The addition of the chemical stabilization mixture in spray-coated form in the interior surface of plastic urine containers inhibited microbial growth and prevented steroid degradation at the end of a 7-day incubation period at 37 °C. The occurrence of the chemical stabilization mixture in spray-coated form prevented rEPO degradation by four proteases (papain, pepsin, trypsin and bromelain) during the 4-day period at room temperature.

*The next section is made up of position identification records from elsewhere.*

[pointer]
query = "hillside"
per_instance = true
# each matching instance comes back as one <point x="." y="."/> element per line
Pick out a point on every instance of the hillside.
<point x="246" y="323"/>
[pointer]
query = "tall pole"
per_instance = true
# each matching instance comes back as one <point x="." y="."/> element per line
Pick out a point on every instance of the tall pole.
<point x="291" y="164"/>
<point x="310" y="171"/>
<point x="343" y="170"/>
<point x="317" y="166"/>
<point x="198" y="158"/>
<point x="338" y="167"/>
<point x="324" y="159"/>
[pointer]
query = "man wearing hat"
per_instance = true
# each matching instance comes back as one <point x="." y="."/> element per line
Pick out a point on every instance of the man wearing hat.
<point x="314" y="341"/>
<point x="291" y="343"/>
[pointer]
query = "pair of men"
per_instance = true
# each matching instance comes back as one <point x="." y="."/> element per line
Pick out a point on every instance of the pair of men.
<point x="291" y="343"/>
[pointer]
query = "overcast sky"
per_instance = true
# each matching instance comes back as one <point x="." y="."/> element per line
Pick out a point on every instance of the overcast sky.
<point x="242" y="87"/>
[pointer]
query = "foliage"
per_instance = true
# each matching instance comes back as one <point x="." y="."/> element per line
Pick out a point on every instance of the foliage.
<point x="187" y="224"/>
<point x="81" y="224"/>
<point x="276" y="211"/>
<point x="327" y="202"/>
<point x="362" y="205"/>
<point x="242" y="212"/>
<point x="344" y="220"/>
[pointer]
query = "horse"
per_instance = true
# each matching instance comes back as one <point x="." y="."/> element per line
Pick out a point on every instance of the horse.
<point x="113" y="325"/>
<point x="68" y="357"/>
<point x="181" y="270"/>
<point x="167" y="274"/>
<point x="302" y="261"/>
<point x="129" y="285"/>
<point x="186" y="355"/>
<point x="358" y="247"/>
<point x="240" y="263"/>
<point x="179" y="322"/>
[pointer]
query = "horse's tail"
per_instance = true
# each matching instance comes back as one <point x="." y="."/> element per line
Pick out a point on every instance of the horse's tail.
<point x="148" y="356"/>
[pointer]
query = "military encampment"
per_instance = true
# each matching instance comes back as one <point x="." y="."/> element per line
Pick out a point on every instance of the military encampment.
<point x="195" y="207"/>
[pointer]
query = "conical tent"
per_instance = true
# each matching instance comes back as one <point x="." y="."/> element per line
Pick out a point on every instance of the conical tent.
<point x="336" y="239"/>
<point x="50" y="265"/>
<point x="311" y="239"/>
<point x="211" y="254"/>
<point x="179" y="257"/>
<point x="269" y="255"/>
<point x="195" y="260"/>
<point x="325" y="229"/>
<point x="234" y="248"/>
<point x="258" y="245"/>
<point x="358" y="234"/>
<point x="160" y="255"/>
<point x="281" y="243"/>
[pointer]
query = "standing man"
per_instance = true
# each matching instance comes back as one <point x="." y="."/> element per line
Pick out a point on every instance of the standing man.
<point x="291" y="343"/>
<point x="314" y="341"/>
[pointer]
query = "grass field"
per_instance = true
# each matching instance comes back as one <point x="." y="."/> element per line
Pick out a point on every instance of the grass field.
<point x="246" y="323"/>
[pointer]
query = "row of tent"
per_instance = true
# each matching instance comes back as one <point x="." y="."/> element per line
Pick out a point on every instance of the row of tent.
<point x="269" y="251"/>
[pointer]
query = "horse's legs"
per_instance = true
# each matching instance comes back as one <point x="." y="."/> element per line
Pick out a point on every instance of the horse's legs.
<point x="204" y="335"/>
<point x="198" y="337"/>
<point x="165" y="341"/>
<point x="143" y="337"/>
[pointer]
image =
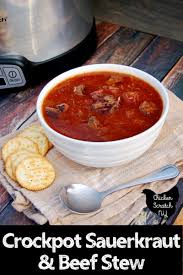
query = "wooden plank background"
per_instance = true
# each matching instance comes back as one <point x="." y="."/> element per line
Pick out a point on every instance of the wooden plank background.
<point x="159" y="56"/>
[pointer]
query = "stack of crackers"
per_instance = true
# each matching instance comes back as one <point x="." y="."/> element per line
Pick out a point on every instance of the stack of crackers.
<point x="25" y="162"/>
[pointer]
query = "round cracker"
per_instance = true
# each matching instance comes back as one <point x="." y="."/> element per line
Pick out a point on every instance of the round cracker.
<point x="39" y="138"/>
<point x="8" y="168"/>
<point x="35" y="173"/>
<point x="16" y="144"/>
<point x="17" y="157"/>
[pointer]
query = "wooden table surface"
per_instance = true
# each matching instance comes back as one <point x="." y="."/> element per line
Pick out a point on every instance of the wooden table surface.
<point x="161" y="57"/>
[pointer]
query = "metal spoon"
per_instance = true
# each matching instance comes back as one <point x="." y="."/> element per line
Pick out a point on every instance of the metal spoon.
<point x="81" y="198"/>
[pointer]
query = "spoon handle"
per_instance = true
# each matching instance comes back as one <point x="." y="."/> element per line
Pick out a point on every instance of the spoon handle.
<point x="164" y="173"/>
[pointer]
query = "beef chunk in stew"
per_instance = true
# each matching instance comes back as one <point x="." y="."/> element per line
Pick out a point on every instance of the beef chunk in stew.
<point x="131" y="97"/>
<point x="98" y="94"/>
<point x="148" y="107"/>
<point x="63" y="107"/>
<point x="79" y="90"/>
<point x="114" y="79"/>
<point x="93" y="122"/>
<point x="106" y="103"/>
<point x="52" y="112"/>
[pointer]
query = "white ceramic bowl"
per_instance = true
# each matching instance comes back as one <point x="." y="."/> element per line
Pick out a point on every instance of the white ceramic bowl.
<point x="111" y="153"/>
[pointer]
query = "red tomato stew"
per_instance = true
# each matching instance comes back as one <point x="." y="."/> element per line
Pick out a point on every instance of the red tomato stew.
<point x="102" y="106"/>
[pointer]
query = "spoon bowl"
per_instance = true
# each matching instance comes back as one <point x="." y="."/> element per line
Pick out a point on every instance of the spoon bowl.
<point x="81" y="198"/>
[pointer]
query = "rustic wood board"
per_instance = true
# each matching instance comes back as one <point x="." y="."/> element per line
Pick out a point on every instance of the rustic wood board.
<point x="158" y="56"/>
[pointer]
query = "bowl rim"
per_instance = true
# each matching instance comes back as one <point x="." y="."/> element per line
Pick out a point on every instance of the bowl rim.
<point x="101" y="67"/>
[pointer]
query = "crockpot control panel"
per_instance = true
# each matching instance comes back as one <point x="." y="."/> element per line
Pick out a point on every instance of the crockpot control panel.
<point x="11" y="76"/>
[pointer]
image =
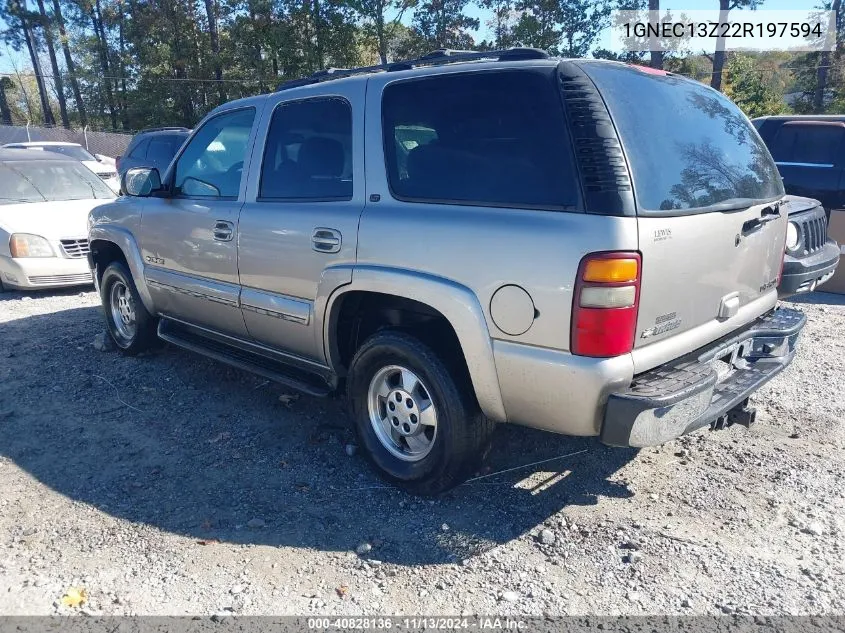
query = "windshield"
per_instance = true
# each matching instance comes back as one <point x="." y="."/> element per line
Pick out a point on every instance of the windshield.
<point x="44" y="181"/>
<point x="688" y="147"/>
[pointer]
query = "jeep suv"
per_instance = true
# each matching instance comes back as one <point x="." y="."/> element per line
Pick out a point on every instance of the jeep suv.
<point x="810" y="154"/>
<point x="463" y="240"/>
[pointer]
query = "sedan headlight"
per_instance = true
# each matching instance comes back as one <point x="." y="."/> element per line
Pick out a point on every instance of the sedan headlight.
<point x="793" y="236"/>
<point x="26" y="245"/>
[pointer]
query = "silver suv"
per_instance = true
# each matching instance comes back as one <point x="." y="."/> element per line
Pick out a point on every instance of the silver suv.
<point x="584" y="247"/>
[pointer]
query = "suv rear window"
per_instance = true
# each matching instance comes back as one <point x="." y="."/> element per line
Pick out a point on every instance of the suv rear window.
<point x="484" y="138"/>
<point x="808" y="143"/>
<point x="688" y="147"/>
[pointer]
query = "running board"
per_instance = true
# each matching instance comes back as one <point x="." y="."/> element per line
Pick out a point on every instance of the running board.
<point x="186" y="337"/>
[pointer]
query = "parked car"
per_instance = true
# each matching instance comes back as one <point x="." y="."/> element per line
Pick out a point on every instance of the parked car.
<point x="44" y="203"/>
<point x="810" y="154"/>
<point x="103" y="168"/>
<point x="479" y="269"/>
<point x="155" y="147"/>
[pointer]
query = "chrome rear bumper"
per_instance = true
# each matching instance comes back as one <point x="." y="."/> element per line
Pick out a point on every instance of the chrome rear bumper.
<point x="708" y="387"/>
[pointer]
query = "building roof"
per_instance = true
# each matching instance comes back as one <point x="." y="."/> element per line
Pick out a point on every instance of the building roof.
<point x="44" y="143"/>
<point x="8" y="155"/>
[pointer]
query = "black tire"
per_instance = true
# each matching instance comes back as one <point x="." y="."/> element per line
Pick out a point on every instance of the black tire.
<point x="463" y="434"/>
<point x="144" y="336"/>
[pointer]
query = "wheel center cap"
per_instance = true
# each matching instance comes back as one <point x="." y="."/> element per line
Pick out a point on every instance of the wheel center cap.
<point x="403" y="413"/>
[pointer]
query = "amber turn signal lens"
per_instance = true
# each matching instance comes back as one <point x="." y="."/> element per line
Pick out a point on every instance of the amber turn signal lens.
<point x="611" y="270"/>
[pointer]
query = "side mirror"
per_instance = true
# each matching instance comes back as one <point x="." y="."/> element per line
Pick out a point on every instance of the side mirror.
<point x="140" y="181"/>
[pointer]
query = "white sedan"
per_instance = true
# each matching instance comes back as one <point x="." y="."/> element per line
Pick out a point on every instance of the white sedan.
<point x="103" y="166"/>
<point x="44" y="204"/>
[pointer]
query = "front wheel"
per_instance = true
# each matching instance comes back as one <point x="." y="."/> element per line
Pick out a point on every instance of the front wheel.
<point x="130" y="326"/>
<point x="416" y="417"/>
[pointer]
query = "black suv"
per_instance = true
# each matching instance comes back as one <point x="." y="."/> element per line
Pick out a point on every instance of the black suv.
<point x="154" y="147"/>
<point x="810" y="154"/>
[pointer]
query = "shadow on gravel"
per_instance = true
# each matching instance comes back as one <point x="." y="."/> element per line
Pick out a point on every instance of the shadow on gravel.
<point x="819" y="298"/>
<point x="192" y="447"/>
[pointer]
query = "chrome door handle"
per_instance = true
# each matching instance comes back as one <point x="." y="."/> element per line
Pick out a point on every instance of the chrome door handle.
<point x="325" y="240"/>
<point x="224" y="231"/>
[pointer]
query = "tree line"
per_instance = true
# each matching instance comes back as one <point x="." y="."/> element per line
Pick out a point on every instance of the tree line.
<point x="130" y="64"/>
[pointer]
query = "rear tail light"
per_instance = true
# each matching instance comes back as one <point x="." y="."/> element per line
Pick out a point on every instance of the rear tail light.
<point x="605" y="304"/>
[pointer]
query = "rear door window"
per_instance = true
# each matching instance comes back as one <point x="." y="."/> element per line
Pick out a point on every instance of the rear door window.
<point x="483" y="138"/>
<point x="808" y="144"/>
<point x="689" y="148"/>
<point x="308" y="155"/>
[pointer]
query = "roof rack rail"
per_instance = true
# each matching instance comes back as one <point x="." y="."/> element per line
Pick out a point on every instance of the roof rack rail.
<point x="434" y="58"/>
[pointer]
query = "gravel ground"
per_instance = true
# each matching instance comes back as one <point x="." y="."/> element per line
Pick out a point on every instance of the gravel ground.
<point x="169" y="484"/>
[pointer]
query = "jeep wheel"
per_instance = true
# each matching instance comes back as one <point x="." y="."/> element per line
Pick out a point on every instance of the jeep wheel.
<point x="418" y="422"/>
<point x="130" y="326"/>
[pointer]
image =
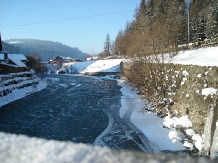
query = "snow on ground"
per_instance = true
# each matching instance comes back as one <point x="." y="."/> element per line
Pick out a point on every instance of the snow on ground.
<point x="20" y="93"/>
<point x="148" y="122"/>
<point x="203" y="57"/>
<point x="151" y="125"/>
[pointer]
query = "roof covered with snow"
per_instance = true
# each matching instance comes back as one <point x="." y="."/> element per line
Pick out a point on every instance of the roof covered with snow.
<point x="14" y="56"/>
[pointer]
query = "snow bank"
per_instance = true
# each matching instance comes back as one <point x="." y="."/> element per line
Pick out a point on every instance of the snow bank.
<point x="202" y="57"/>
<point x="148" y="122"/>
<point x="18" y="91"/>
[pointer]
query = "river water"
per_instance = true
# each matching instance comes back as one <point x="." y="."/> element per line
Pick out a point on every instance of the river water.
<point x="74" y="108"/>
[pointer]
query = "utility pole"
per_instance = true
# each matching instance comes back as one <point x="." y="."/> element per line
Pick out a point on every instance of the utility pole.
<point x="0" y="43"/>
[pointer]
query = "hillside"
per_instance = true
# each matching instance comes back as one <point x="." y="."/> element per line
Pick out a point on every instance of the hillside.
<point x="46" y="49"/>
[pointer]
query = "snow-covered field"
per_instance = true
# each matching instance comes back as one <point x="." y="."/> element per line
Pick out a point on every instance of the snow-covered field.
<point x="162" y="138"/>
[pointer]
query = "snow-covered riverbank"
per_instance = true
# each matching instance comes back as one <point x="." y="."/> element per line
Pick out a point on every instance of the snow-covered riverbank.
<point x="153" y="127"/>
<point x="25" y="86"/>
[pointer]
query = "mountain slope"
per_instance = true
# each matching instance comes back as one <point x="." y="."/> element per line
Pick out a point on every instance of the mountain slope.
<point x="46" y="49"/>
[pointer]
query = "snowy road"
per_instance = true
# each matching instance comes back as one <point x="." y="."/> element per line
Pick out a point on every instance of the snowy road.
<point x="74" y="108"/>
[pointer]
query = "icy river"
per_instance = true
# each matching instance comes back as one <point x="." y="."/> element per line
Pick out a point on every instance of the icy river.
<point x="74" y="108"/>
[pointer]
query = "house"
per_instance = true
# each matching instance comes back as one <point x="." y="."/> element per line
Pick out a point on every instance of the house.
<point x="57" y="60"/>
<point x="12" y="63"/>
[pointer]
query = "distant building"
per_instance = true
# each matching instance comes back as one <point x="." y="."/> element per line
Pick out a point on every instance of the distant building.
<point x="60" y="60"/>
<point x="12" y="63"/>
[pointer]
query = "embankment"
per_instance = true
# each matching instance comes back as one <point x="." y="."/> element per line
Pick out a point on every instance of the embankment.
<point x="195" y="96"/>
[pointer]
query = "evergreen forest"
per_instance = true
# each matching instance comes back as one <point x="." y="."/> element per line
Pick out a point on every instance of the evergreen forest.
<point x="161" y="24"/>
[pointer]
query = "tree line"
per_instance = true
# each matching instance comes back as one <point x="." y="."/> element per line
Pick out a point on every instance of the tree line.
<point x="161" y="24"/>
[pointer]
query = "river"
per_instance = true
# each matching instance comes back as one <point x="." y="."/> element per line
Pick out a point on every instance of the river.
<point x="74" y="108"/>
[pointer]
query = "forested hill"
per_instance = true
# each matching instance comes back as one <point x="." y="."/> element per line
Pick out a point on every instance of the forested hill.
<point x="46" y="49"/>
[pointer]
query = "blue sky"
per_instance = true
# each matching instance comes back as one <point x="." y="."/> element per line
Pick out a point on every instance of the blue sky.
<point x="77" y="23"/>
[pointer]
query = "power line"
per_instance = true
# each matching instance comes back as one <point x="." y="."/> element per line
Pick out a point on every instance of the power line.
<point x="68" y="19"/>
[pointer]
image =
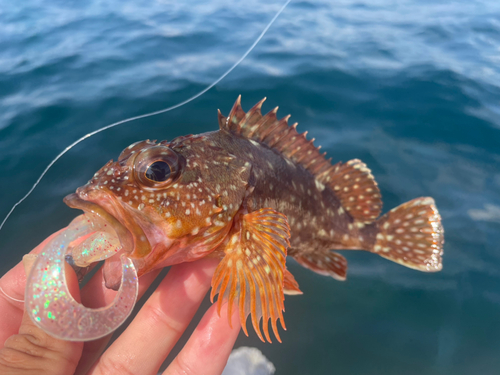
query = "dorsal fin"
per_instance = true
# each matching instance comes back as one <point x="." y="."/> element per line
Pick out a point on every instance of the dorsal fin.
<point x="363" y="204"/>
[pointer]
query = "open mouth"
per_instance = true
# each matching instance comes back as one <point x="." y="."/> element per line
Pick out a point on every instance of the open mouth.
<point x="110" y="237"/>
<point x="107" y="227"/>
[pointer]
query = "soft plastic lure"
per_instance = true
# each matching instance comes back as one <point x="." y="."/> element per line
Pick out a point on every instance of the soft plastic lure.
<point x="250" y="194"/>
<point x="48" y="300"/>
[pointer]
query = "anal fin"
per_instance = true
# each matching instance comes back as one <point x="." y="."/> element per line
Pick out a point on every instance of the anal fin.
<point x="252" y="271"/>
<point x="325" y="263"/>
<point x="291" y="286"/>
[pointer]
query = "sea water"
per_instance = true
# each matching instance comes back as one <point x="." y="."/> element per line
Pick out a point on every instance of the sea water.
<point x="411" y="87"/>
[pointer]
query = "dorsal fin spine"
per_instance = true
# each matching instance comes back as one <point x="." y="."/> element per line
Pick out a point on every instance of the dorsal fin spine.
<point x="351" y="182"/>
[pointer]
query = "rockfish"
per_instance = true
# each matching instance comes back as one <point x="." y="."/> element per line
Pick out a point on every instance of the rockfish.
<point x="250" y="194"/>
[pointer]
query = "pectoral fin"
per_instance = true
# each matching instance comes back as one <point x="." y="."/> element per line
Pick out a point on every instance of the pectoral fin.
<point x="252" y="271"/>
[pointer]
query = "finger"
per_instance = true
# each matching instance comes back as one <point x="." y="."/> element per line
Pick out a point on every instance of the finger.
<point x="208" y="348"/>
<point x="12" y="286"/>
<point x="33" y="351"/>
<point x="94" y="295"/>
<point x="144" y="345"/>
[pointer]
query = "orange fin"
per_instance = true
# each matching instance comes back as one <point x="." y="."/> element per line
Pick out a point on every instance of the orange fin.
<point x="326" y="264"/>
<point x="357" y="190"/>
<point x="251" y="273"/>
<point x="291" y="286"/>
<point x="412" y="235"/>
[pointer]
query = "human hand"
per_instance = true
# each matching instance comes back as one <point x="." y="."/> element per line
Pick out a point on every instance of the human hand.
<point x="141" y="348"/>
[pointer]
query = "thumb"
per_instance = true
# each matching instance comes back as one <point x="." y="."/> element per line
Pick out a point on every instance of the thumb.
<point x="33" y="351"/>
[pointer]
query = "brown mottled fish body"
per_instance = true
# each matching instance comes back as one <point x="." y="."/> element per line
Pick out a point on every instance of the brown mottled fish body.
<point x="250" y="194"/>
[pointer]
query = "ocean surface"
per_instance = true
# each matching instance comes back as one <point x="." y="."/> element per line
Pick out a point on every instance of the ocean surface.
<point x="411" y="87"/>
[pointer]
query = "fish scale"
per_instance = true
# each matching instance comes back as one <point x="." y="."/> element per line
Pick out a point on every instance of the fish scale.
<point x="251" y="194"/>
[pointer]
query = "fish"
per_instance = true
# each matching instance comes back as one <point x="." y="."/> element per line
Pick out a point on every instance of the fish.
<point x="253" y="194"/>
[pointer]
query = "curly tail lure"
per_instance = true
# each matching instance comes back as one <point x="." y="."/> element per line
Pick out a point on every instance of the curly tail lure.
<point x="48" y="300"/>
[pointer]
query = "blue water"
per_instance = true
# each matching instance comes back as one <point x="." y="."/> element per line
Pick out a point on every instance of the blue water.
<point x="411" y="87"/>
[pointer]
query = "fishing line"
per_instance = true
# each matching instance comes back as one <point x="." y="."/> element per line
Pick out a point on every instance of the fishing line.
<point x="130" y="119"/>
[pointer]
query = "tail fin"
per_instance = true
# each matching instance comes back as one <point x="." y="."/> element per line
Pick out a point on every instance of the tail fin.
<point x="412" y="235"/>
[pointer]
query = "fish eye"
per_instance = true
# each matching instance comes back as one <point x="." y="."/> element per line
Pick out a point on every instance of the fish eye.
<point x="158" y="171"/>
<point x="156" y="167"/>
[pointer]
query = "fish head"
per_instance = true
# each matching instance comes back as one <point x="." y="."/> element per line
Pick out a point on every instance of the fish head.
<point x="167" y="202"/>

When α-chymotrypsin or subtilisin A were spiked, IEF signals were detectable at t = 0 in the basic area of the gel only in stabilized aliquots but were eliminated at t = 4 in both the stabilized and unstabilized aliquots. Regarding the degradation of intact hCG induced by proteolytic enzymes, hCG levels were higher in stabilized aliquots at the end of the 4-day incubation period at 37 °C for five out of six proteases tested (bromelain, papain, pepsin, α-chymotrypsin and trypsin). The presence of the chemical stabilization mixture in spray-coated form slowed down the degradation of intact hCG when subtilisin A was spiked but at t = 4, intact hCG levels were undetectable, irrespective of the presence or absence of the stabilization mixture. The evaluation of analytical interferences in the presence of the stabilization mixture in spray coated form, conducted by three WADA accredited labs, showed that some volatile compounds were negatively affected, depending on the urine matrix.